Les "affaires" s’inscrivent dans une tradition inhérente à la République, qui favorise les arrivistes sans scrupule, des chefs de bande en col blanc à la solde des puissances financières.
Gérard Leclerc faisait remarquer dans France catholique que, malgré les bourrasques qui secouent la République, nous n’étions pas sous la IVe, et que les institutions de la Ve étaient suffisamment solides pour subir sans faillir une telle épreuve. Sans doute a-t-il raison. Le contexte est différent : en 1958, la guerre d’Algérie avait miné le pouvoir et, à l’heure des grandes décisions, l’opinion se tournait vers l’homme du 18 juin. Aujourd’hui, si ce qui reste de la Ve, grignotée par les réformes constitutionnelles, dont l’instauration du quinquennat, dispose d’une administration pléthorique, elle peut s’effondrer doucement, sans heurt et sans même que l’on s’en rende compte.
L’armée des fonctionnaires
Ce qui est frappant, c’est que les sollicitations populaires restent l’épreuve majeure de ce système, ou plutôt de ceux qui, le temps d’une mandature tiennent le pouvoir. Ceux ci, en s’appuyant sur une armée de fonctionnaires zélés, s’y entendent merveilleusement , alternance ou pas, pour faire en sorte que rien ne change, en dehors de la lente dégradation qu’ils préfèrent ignorer ou minimiser. Les élections, fréquentes dans notre pays, si elles sont l’occasion d’affrontements spectaculaires entre les différentes factions qui vivent du système et le nourrissent, ne semblent pas, même quand les urnes leur éclatent au nez, apporter d’enseignements, et ne peuvent en aucun cas modifier la feuille de route libérale. Ne parlons pas des pétitions d’initiative populaire, prévues par les textes mais systématiquement balayées d’un revers de main, que ce soit en France avec la Manif pour tous ou auprès de l’Union européenne avec l’association Un de nous.
Tout est bloqué et la course au pouvoir n’est plus qu’une affaire de carrière de politiciens professionnels. Au vrai, c’est le peuple qui gêne dans cette curieuse démocratie où tous les coups sont permis. Après les affaires DSK, Tapie, Cahuzac, voilà l’affaire Sarkozy maquillée en affaire Bygmalion. De temps en temps, on entend aussi parler de l’affaire Karachi, histoire de nous rappeler que ces transgressions s’inscrivent dans une tradition durable de la République, quelle que soit la bande placée au faîte de l’État. L’homme étant ce qu’il est, et la concurrence rude, on peut expliquer, sinon comprendre, ces faiblesses récurrentes d’un système fermé et occupé savamment par des oligarques qui maîtrisent les techniques, les réseaux et les règles du Monopoly politique.

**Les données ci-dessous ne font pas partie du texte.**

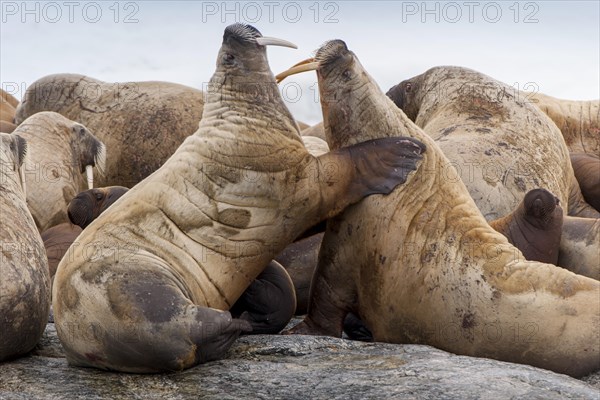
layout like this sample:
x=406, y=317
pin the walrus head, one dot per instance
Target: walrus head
x=90, y=151
x=89, y=204
x=542, y=208
x=13, y=153
x=354, y=108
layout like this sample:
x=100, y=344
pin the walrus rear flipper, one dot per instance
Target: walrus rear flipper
x=269, y=302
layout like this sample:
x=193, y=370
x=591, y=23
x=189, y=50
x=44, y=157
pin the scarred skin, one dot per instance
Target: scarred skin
x=8, y=106
x=89, y=204
x=59, y=150
x=24, y=277
x=587, y=171
x=141, y=123
x=534, y=227
x=156, y=274
x=499, y=143
x=422, y=265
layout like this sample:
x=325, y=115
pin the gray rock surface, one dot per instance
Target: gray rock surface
x=294, y=367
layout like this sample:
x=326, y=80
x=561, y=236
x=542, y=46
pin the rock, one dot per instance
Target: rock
x=268, y=367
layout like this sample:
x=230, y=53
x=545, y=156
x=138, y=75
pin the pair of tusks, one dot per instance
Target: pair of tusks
x=266, y=41
x=305, y=65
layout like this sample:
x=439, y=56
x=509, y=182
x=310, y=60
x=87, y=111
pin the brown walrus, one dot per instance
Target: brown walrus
x=24, y=280
x=500, y=144
x=150, y=287
x=422, y=265
x=141, y=123
x=579, y=121
x=587, y=171
x=534, y=227
x=60, y=151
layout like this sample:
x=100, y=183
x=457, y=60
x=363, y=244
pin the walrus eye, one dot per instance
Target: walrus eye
x=228, y=58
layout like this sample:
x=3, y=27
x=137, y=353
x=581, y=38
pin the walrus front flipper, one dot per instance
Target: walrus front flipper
x=269, y=302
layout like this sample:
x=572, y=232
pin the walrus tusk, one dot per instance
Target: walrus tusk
x=303, y=66
x=22, y=179
x=265, y=41
x=89, y=171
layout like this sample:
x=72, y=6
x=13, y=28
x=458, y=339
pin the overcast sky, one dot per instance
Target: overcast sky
x=548, y=46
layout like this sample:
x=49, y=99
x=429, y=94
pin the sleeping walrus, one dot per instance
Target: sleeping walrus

On va nous rétorquer que notre propos est dangereux et qu’il favorise la montée des extrêmes. Mais nous ne disons pas "tous pourris", du moins pas seulement. Nous souhaitons souligner que le système, tel qu’il est conçu par nos énarques, favorise les seuls arrivistes sans scrupule, sans foi ni loi, qui sont en mesure de participer à cette compétition érigée en principe. Comment un honnête homme pourrait- il faire valoir des arguments de bien commun dans une telle foire d’empoigne ? Peu a peu, la République française, notre Marianne désincarnée, en s’adaptant aux règles intouchables du marché, favorise l’émergence d’aventuriers, de chefs de bande en col blanc, de nouveaux notables à la solde des puissances financières apatrides. Des gens fort intelligents au demeurant, qui auraient pu choisir d’être cadres supérieurs dans quelque société multinationale, mais qui ont choisi la politique, non par amour de la patrie, mais pour réussir dans la vie. « La vanité », dit Al Pacino dans L’Associé du diable, « c’est le pêché que je préfère, c’est lui qui fait marcher le monde ».
Laissons mourir la République !
C’est pourquoi, à l’Action française, il ne nous suffira pas de dénoncer Copé, Hollande ou Sarkozy, mais cette fumeuse République tenue à bout de bras par la fonction publique que nous tenons pour responsable de cet état de fait qui n’est que la partie visible d’un vaste pourrissement généralisé. Il faut mettre fin à l’acharnement thérapeutique, et arrêter les perfusions. Il semblerait que les Français prennent peu à peu conscience de cette nécessité. L’Action française doit jouer sa partition dans le frémissement de renaissance nationale que nous vivons aujourd’hui et faire comprendre à nos compatriotes que cette République n’est pas la France et que nous aurions tort de la sauver encore une fois, que ce soit en la restaurant ou bien en suscitant une VIe.
Je cherche un homme, disait Diogène avec sa lanterne. Un homme associé par sa famille à l’histoire de notre patrie commune, indépendant des factions et disposant d’une autorité légitime pour protéger le peuple contre le désir de puissance des féodaux d’aujourd’hui. Le temps est venu pour nos princes de se lever et de parler.